Brand partnerships and retail integration

Recent partnerships with luxury brands, wholesale suppliers, and IP holders indicate potential to bridge the gap between traditional retail and livestream commerce. By becoming a key distribution channel for both new and secondhand goods, Whatnot could capture a significant portion of the $200B+ social commerce market while maintaining its high-engagement, entertainment-first approach.

Risks

Category expansion dilution: Whatnot's rapid push into 35+ new categories—including Beauty, Electronics, Jewelry, and Luxury—risks diluting its core collectibles differentiation while straining trust-and-safety resources that must now cover counterfeiting and return fraud at scale. Whatnot's 2025 DSA transparency report logged 64,452 reports of potentially violative content, 13,772 enforcement actions from user reports, and 111,457 proactive account bans, underscoring the operational load of policing a fast-expanding platform.

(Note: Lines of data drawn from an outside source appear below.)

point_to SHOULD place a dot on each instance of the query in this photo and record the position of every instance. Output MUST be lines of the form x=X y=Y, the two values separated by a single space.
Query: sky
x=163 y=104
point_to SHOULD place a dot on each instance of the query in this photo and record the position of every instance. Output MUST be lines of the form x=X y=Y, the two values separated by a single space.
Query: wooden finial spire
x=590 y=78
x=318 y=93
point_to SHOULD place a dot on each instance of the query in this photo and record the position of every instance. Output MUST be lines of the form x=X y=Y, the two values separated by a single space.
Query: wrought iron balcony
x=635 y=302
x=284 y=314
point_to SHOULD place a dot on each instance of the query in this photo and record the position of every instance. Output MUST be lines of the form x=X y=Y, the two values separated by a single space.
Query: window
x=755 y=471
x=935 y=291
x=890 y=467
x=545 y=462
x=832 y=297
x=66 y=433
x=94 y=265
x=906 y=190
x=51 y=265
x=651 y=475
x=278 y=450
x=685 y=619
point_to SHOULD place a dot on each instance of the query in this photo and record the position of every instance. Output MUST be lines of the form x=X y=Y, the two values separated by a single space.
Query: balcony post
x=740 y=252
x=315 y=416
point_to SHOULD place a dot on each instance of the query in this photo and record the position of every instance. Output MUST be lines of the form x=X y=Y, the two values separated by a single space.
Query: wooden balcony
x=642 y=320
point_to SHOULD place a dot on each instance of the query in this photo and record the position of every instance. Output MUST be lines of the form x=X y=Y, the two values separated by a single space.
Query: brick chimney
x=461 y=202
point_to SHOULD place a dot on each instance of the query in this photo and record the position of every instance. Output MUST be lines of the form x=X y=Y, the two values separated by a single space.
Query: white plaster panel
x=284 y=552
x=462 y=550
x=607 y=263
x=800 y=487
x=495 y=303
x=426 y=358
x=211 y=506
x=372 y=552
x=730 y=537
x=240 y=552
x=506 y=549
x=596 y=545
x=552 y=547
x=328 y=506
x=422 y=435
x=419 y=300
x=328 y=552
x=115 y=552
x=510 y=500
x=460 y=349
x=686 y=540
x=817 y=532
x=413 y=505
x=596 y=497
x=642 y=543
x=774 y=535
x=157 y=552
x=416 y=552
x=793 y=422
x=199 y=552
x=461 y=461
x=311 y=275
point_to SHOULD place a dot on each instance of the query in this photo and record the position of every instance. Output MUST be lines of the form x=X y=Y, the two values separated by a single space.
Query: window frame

Profitability path: Despite reaching $8B in GMV and roughly $1B in revenue in 2025, the company remained unprofitable as of mid-2025, raising questions about whether the platform's entertainment-driven model can absorb the cost structure of simultaneous category, geographic, and product-format expansion. Ongoing investment in marketing, international operations, Trust & Safety, and seller tooling—all cited as priorities for Series F capital—continues to pressure margins.

Seller economics pressure: With thousands of new sellers joining monthly, category saturation is becoming a serious issue, and the introduction of advertising products to boost visibility increases the effective take rate on sellers already being courted by TikTok Shop's 6% commission rates. A seller protection policy placing refund liability on sellers for late shipments without confirmed drop-off adds further cost pressure that could accelerate churn among mid-tier sellers.